SARASOTA, Fla. — The swing that resulted in a moonshot home run that landed some 50 feet behind the 374 marker on the right-center field wall at Ed Smith Stadium on Sunday wasn’t even one of Andrew Benintendi’s best this spring.

It paled in comparison to a juicy swing he put on a double off Bud Norris in Friday’s game against St. Louis. And considering he’s 7 for 14 with two homers and at least one hit in each of the five games he’s played this spring, there have been plenty of pretty swings to choose from.

But the hack that resulted in a monster shot off Orioles righty Gabriel Ynoa Sunday began too early and didn’t feel quite right.

“I think I felt a little out front but was able to stay back enough,” said Benintendi, the Boston Red Sox outfielder. “But I’ll take that.”

Maybe last year that same swing would’ve resulted in a fly ball. Or maybe it would’ve been hit to center or left.

The 20 pounds of weight and extra muscle he added this offseason has resulted in a stronger player.

“Yeah even (Sunday) I felt like I was out in front on that, I didn’t think I got all of it and it still went out by a good bit,” he said. “I can definitely tell the difference.”

Benintendi then sat down and opened up a box of Popeyes chicken.

“Eat up, kid,” should be the Red Sox’s motto.

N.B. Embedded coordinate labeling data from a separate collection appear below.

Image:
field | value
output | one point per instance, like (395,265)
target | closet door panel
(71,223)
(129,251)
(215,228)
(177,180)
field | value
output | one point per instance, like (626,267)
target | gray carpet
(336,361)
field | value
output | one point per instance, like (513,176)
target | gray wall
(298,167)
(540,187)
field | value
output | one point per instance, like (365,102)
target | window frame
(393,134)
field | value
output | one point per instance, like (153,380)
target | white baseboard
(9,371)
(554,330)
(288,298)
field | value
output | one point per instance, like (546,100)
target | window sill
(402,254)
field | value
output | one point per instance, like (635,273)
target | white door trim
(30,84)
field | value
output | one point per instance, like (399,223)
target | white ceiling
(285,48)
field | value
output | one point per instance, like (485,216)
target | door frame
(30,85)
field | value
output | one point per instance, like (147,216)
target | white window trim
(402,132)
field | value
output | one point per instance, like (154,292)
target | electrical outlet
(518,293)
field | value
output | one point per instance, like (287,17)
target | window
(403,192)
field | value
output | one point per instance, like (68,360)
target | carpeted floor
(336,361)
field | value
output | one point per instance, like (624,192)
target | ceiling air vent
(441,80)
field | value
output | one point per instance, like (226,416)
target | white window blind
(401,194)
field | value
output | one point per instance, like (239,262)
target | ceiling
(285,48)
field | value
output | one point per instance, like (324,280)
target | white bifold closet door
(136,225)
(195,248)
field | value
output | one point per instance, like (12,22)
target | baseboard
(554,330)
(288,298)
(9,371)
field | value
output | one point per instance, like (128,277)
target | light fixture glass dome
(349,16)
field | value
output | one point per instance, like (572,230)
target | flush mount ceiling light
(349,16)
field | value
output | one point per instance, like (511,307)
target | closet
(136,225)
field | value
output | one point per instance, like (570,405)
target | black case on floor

With about three weeks to go before they open the regular season, a bulked-up Benintendi thinks he’s “almost” in midseason form. He wants to see different counts and test himself in various scenarios. But the swing looks just fine.

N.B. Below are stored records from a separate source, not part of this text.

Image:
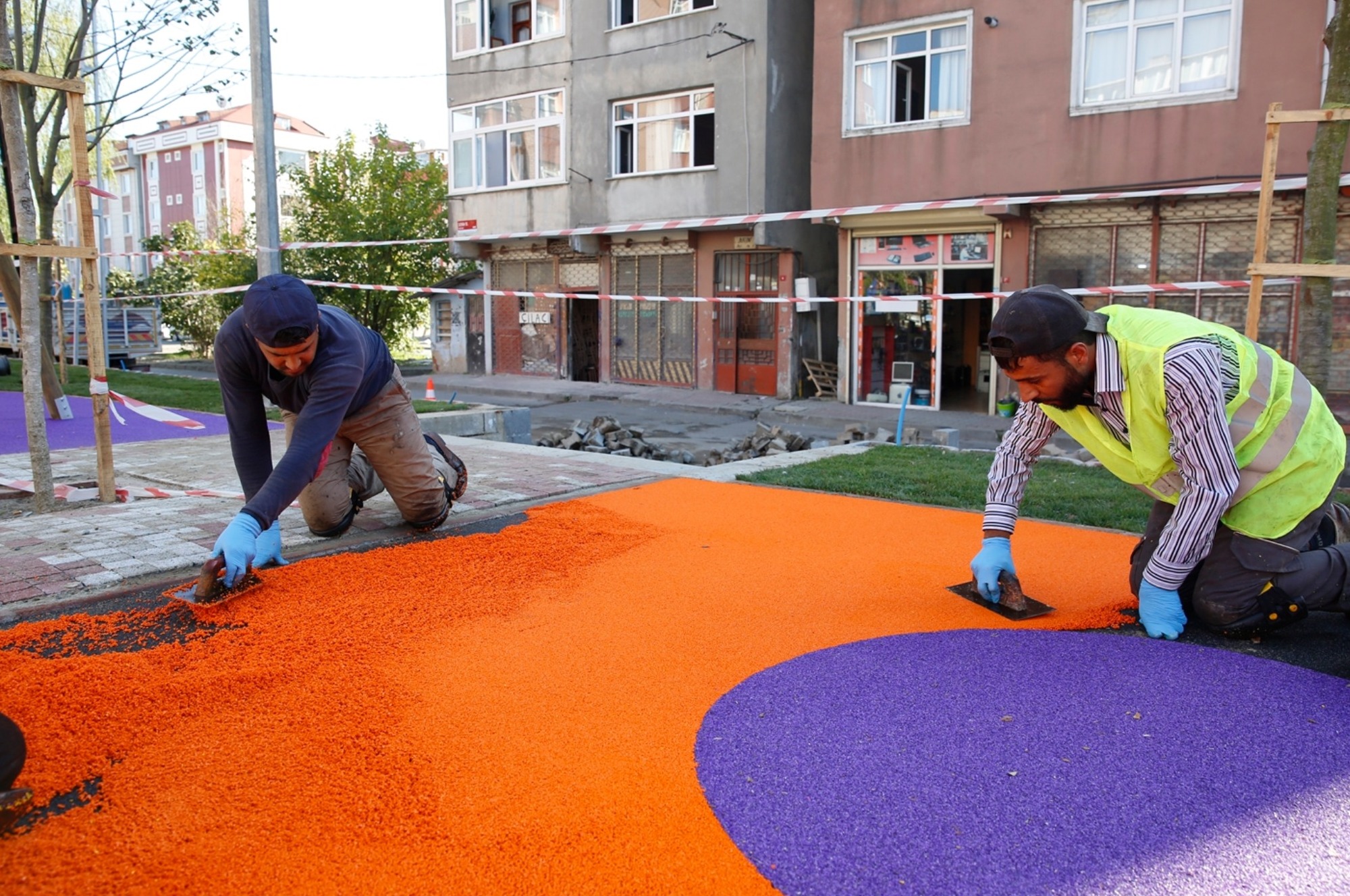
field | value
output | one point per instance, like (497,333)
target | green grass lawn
(1059,492)
(186,393)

It’s when Benintendi swings that is of particular interest to him.

His homer came on a 0-0 count. It was a high pitch but a tempting one, and he took a good whack at it.

Last year, he put the first pitch into play 62 times, most on the Red Sox. And that’s with his old approach, one he considered to be too patient.

“Last year was probably the most patient I’ve ever been,” Benintendi said. “Usually, even throughout the minors and college, I was always swinging early in the count. I think it was more the situation I was in that my approach might have been to see more pitches, maybe move the ball around somewhere. I think this year I’m going to get some early.”

Benintendi drew 70 walks to go with his 112 strikeouts in 2017. Compared to 2016, his walk rate jumped from 8 percent to 10, while his strikeout rate fell from 21 percent to 17.

His walk rate in the minors in 2016 was only 9 percent.

The patience was strategic, he said.

“Say a guy is on second base with nobody on, I’m going to try to pull the ball,” he said. “If I get two fastballs on the outer half that I can’t pull, I’ll let them go and then you just have to battle and get him over or something.

“Especially for me last year I felt like I was down 1-2, 0-2 a lot. Being more aggressive early in the count will give me another shot of driving the ball. It’s definitely something I’m going to do this year for sure.”

With a more aggressive mindset, he could be better prepared to pounce on the first pitch. He hit .279 with a .750 OPS on the first pitch last year, but the major league average on the first pitch was .348 with a .941 OPS.

And while he finished with a solid 20-20 season in which he got on base at a .352 clip and had a .776 OPS overall, the Red Sox think bigger numbers could be on the way with an eye on attacking early in the count.

His first-pitch dinger Sunday was just the beginning for a player who should be hitting second and playing left field on most days for new manager Alex Cora.

“We talk about it,” Cora said. “He took the first one in the first at-bat and it was a similar pitch we saw in Jupiter (against the Cardinals), and he was upset at himself because it was a good pitch to hit. The next one he saw it and put a good swing on it.

“That’s what we’re talking about. It’s about being aggressive in the strike zone. If it’s a pitch you can handle and drive, go for it.”